The truth was, I was afraid.

I didn’t want to lose my sense of self or have to be tired all the time. I was a high school math teacher—I had to stay sharp and vigilant if I wanted to control my classroom, let alone get through the day.

It was a better solution for me, at least, to have a bottle of Xanax nearby in case of a very bad brain day. I tried to refrain from relying on it too much though, because I knew:

1. It was addictive, and

2. I didn’t like feeling like a loose noodle.

Some people were happy when they could be lazy. Some were happy relaxing and doing nothing.

I was only happy when I was accomplishing something.

You mean when you’re running, Disgrace taunted.

I grimaced and hurried toward the pharmacy.

***

When I got to the window inside, I pawed through my purse and felt a pang of sadness. This purse—a vintage Gucci—was the most expensive thing I owned (and probably wouldeverown), and it was the last present Grayson gave me before everything went wrong.

Some gifts were relics of the good times in a relationship. Others, like this purse, were apology gifts.

The bigger the gift, the bigger the apology.

This purse was big to me, but small to him. Go figure.

My fingers closed around the prescription and grazed that fancy pen I’d found in Dr. Silk’s couch. That’s right—I’d forgotten all about that…

After I handed the pharmacist my ticket to happy land, I sank onto one of the stiff chairs near the window and pulled out the pen.

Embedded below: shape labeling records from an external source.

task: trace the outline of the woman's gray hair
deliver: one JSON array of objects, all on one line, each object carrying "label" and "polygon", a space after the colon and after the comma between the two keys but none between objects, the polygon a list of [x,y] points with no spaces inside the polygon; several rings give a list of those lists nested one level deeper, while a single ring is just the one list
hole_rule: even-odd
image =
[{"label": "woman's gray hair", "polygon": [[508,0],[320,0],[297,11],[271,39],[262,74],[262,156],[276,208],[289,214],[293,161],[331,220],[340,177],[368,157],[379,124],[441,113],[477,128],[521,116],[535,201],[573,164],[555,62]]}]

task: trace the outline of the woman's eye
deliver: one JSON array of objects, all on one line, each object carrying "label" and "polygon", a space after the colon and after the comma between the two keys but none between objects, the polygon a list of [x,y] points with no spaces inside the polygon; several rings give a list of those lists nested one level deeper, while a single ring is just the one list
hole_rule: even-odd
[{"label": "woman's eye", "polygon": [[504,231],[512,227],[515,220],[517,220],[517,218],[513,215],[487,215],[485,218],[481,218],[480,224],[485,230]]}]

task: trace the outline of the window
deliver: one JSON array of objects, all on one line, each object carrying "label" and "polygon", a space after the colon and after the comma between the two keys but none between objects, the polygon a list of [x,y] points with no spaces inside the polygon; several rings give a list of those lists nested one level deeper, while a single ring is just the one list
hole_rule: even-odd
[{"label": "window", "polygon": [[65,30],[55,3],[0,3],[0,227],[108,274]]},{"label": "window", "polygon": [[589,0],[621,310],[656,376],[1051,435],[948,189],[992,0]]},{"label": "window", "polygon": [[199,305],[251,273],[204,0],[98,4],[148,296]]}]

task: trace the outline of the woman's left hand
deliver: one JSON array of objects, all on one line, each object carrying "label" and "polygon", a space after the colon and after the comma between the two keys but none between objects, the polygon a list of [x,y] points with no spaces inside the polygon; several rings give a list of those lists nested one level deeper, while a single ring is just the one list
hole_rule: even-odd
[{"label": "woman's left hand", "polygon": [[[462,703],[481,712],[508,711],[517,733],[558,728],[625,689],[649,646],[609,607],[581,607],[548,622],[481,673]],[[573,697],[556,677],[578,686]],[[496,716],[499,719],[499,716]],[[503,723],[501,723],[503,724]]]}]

Back in Dr. Silk’s office, I thought this was a normal black fountain pen. But now that I saw it shining under the flickering light, my eyes traced the intricate designs engraved on the casing. I rotated it, squinting. Were those vines etched into it? It looked like a subtle, complicated floral pattern twisting down the tube. At the center of each flower was a tiny, sparkling red gemstone.

Oh no.

This was definitely a collector’s pen—something rare and expensive.

I knew fountain pens could get up into thousands of dollars—sometimes hundreds of thousands of dollars. I only had one fountain pen at home; something Effie had given me for my birthday. I used it for bullet journaling sometimes, loading it with different colored inks to scribble in my scheduling and plans. But that pen was plain—nothing like this.

This felt like most of the gifts Grayson had given me: heavy, expensive, and something I’d never be able to afford on my own.

I closed my eyes and saw that man with the intense eyes and tattoo sleeves leaving Dr. Silk’s office. Maybe this belonged to him?

Suddenly I felt my mind kick into gear, nursing my guilt. This pen in my hand was a treasure—what if it cost that guy a fortune? What if he went back to Dr. Silk’s office looking for it, couldn’t find it, then tracked me down?